US supreme court upholds Michigan law that bans affirmative action
Justices say Michigan voters have the right to change their state constitution to stop colleges using race as a factor in admissions
Six justices ruled on Tuesday in favour of a ballot initiative narrowly passed by Michigan voters in 2006 that banned the state's public universities from using race as a factor when deciding which students to admit, arguing that doing so discriminated against white students.
The ban had been ruled unconstitutional by a lower appeals court, but the supreme court overturned the earlier decision and upheld the Michigan law on the grounds that it was up to voters in each state to decide whether to allow affirmative action.
The majority argued the case was not about the merits of the policy itself, but whether states should be left free to decide on this vexed political issue rather than the courts.
The court’s conservatives – and swing vote Anthony Kennedy, who wrote the decision – were joined in the ruling by liberal justice Stephen Breyer, who emphasised in a concurring opinion that he believes “the constitution permits, though it does not require, the use of the kind of race-conscious programs that are now barred by the Michigan constitution,” but added, “the constitution foresees the ballot box, not the courts, as the normal instrument for resolving differences and debates about the merits of these programs.” ...
It is hard to see how a majority can willingly give up a preferential benefit.

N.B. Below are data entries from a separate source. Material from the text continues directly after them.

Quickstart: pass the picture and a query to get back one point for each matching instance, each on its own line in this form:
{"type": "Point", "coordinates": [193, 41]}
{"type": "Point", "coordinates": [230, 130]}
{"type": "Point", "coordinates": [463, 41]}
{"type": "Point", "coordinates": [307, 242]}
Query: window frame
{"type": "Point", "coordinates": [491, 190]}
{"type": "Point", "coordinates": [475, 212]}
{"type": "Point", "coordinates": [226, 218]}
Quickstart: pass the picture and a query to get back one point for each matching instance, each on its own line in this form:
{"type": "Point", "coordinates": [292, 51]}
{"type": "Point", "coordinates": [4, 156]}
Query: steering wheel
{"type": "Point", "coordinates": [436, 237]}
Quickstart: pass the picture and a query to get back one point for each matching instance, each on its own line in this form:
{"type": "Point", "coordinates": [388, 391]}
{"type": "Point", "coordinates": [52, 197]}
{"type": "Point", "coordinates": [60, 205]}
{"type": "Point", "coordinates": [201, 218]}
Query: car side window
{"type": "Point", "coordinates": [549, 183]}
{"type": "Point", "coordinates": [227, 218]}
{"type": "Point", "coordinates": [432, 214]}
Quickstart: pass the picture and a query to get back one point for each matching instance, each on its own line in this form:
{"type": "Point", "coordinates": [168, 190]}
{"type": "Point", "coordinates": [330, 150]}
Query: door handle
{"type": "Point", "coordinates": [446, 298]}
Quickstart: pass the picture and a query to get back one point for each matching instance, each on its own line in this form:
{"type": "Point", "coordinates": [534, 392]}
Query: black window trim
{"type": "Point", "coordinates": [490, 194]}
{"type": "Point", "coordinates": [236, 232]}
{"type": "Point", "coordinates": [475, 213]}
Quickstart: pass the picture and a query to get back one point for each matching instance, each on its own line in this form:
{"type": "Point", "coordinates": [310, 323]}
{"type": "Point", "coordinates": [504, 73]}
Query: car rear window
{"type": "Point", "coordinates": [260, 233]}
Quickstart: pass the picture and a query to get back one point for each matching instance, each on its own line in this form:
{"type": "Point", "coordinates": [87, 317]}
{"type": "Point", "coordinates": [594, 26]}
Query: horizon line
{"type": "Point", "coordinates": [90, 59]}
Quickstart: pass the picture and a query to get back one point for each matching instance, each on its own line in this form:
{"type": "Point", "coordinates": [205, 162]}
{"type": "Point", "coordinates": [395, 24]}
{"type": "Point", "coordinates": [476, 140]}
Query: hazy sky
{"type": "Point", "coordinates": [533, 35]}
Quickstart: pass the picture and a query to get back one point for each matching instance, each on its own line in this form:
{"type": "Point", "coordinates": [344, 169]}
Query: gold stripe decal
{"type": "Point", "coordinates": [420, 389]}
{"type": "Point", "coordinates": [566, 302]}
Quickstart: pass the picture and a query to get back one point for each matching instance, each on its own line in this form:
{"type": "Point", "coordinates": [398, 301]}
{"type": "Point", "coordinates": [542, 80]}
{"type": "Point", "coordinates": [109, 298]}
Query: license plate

My friend and I were talking about the grow in inequity in the USA, and the rise of a wealthy oligarchy. But it is not in our make up to practice a form of Distributism; we see life as a zero-sum, and what I have, you do not. Winner take all, or at least the lion's share.
We shall cycle through inequity, radicalism, uprisings, and recessions.
Our system is an oscillating system of ups and downs, which we think we are rationally in control of, but are not. What we are in control of is mostly irrational, such as our inability to have a more equitable society.
Let us engorge ourselves while the sun is out, and let the masses starve when it rains.
We are an all or nothing society. That is why important changes only occur in the deeps of distress. Only when there is so much inequity and suffering and fear is it possible to institute meaningful change - and make it stick.
All or nothing is related to our religious outlook. We believe in all or nothing. We have read it. On the day of judgement, there will be great division, according to the story of the zero-sum winnings of the just and the damnation of the evil.
Yet it is also said that God's rain falls upon the just and unjust alike.
Another tale for another day. I think when we can understand that infinite mercy is actually infinite, we might have learned an important lesson: give no thought to the damnation of anyone, for the evil of the day - or the man - is sufficient unto itself.
Live in God's sun or His rain, which are distributed to all.